# Giant Danios and shrimp



## Donald Hansen (Jan 21, 2011)

I decided to buy a couple of Giant Danios to see how they would work in a community tank. While at the lfs I also asked the clerk if he had any fresh water shrimp because I thought as I've never had shrimp before I would try those too. He asked me if the shrimp were going in the same tank as the Danios. When I said yes, he said it would not work because the shrimp were only a half inch long and the Danios would make lunch of them.

Had anyone seen that happen?

DLH


----------



## fishyluvr (Jun 16, 2011)

I have not had this happen, and I have a school of danios, most full grown, living with a family of ghost shrimp that breed (in a 30 gallon). so sometimes there are itty bitty shrimp in the tank and they cant even see them let alone catch or eat them! The loach shows more interest in them than any of the danios.

Hope this helps!


----------



## Donald Hansen (Jan 21, 2011)

Thanks. 

Like the Danios, I wanted to try a few plain shrimp to see how they do in my tank as far as the environment goes before I invest in the more colorful and expensive ones. I never thought about the fish eating them since the largest fish I have is a 3 inch(BS) angel. I’ve talked to this guy before and he seemed to know his stuff but this time when he told me the size of the shrimp, I didn’t see them, I asked if they were ghost shrimp and he said he didn’t know.

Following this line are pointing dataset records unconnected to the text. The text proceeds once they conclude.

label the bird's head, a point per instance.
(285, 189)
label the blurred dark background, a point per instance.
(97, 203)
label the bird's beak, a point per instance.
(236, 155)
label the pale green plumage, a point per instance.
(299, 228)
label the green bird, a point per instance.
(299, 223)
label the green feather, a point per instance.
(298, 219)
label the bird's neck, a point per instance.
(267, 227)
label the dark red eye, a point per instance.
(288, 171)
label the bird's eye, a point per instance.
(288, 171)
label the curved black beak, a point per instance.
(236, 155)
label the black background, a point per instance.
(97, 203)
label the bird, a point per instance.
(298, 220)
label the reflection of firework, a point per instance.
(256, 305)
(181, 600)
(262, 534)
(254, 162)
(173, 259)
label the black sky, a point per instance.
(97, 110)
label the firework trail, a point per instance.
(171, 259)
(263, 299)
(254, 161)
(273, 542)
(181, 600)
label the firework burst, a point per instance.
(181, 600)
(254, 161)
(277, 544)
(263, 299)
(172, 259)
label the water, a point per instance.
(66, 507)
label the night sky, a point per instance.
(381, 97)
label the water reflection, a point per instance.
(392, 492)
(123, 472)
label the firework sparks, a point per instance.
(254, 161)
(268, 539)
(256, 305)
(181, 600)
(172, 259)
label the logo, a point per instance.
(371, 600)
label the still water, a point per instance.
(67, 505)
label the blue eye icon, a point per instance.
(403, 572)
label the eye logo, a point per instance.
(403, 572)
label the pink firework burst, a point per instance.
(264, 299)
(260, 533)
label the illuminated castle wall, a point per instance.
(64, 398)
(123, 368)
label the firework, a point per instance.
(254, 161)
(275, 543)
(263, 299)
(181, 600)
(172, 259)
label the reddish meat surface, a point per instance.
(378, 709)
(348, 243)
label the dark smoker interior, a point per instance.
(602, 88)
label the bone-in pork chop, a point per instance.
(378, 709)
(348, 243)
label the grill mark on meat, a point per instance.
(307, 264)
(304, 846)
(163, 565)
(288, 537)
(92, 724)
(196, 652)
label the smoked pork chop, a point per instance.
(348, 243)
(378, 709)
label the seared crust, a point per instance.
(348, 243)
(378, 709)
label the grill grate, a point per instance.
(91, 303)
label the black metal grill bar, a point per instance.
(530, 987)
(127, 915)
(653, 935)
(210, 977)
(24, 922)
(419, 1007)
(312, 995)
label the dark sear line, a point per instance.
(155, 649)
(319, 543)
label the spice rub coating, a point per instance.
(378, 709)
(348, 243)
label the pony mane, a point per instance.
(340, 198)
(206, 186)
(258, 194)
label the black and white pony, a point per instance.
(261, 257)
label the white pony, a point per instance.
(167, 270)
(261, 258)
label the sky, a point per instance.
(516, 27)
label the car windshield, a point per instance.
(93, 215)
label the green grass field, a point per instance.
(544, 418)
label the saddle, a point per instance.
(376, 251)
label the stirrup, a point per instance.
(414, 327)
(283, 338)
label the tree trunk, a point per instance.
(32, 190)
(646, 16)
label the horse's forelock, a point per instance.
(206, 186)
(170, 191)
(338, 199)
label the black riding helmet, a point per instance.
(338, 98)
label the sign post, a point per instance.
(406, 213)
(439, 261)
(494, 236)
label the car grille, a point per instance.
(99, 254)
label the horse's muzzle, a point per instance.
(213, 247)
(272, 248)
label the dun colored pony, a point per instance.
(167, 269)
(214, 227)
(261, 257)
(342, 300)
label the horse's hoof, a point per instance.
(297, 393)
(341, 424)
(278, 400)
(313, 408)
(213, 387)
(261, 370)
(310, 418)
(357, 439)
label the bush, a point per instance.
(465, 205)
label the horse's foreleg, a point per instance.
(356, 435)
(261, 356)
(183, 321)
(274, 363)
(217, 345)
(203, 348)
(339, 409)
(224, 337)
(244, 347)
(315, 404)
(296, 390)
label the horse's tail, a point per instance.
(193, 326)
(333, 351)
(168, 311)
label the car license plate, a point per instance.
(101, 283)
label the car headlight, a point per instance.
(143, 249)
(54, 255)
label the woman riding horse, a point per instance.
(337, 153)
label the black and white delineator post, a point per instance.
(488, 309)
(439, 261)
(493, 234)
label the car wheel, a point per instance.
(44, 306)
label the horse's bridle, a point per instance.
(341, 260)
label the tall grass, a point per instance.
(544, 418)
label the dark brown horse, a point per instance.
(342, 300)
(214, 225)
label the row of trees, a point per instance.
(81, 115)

Oops, forgot about the big guy, my 11 inch Pleco but I don’t think he would be a problem.

DLH


----------



## fishyluvr (Jun 16, 2011)

Yeah I dont have any fancy ones, only the ghost shrimp. So far (ive put them in with many fish species) the only fish to bother them has been 1 female betta I have in a 1 gal. Id say its worth trying a few ghosties, and they are feeder shrimp anywho so if the angel gets em, they are a healthy snack! (trying to look at it both ways!! )

Good luck! Oh and as far as water, I have mine in 80 degrees, pH of 7.0, a little aquarium salt and of course conditioner. I have had no casualties of shrimp so far! (except for the one my betta ate).


----------



## Donald Hansen (Jan 21, 2011)

Well, that didn't work. Bought some ghost shrimp about 4 days ago. They ranged in size from about 3/8 to half an inch. I even used a tube to get them down to the plants so they could hide for a while. Thinking they'll stay hidden for at least a while I went to do some chores. Since then I haven't seen any of the shrimp. Don't know who got them but they are gone. Couldn't have been the angel by himself because there were like 6 shrimp

DLH


----------



## NeonShark666 (Dec 13, 2010)

Giant Danios are very opportunistic feeders and will eat anything they can catch, including small shrimp. Better companion fishes for small shrimp are Pigmy Corys, Marble Hatchets, Cardinal Tetras and Clouds. All of these fishes have small mouths and wouldn't bother your shrimp. All of these fish, however, would dine on any shrimp eggs or fry they find.


----------



## James0816 (Jun 19, 2009)

Yep...with the Giant Danios and of course the Angle...shrimpies are on borrowed time. If you have a heavily planted tank, they may last longer. Sry.


----------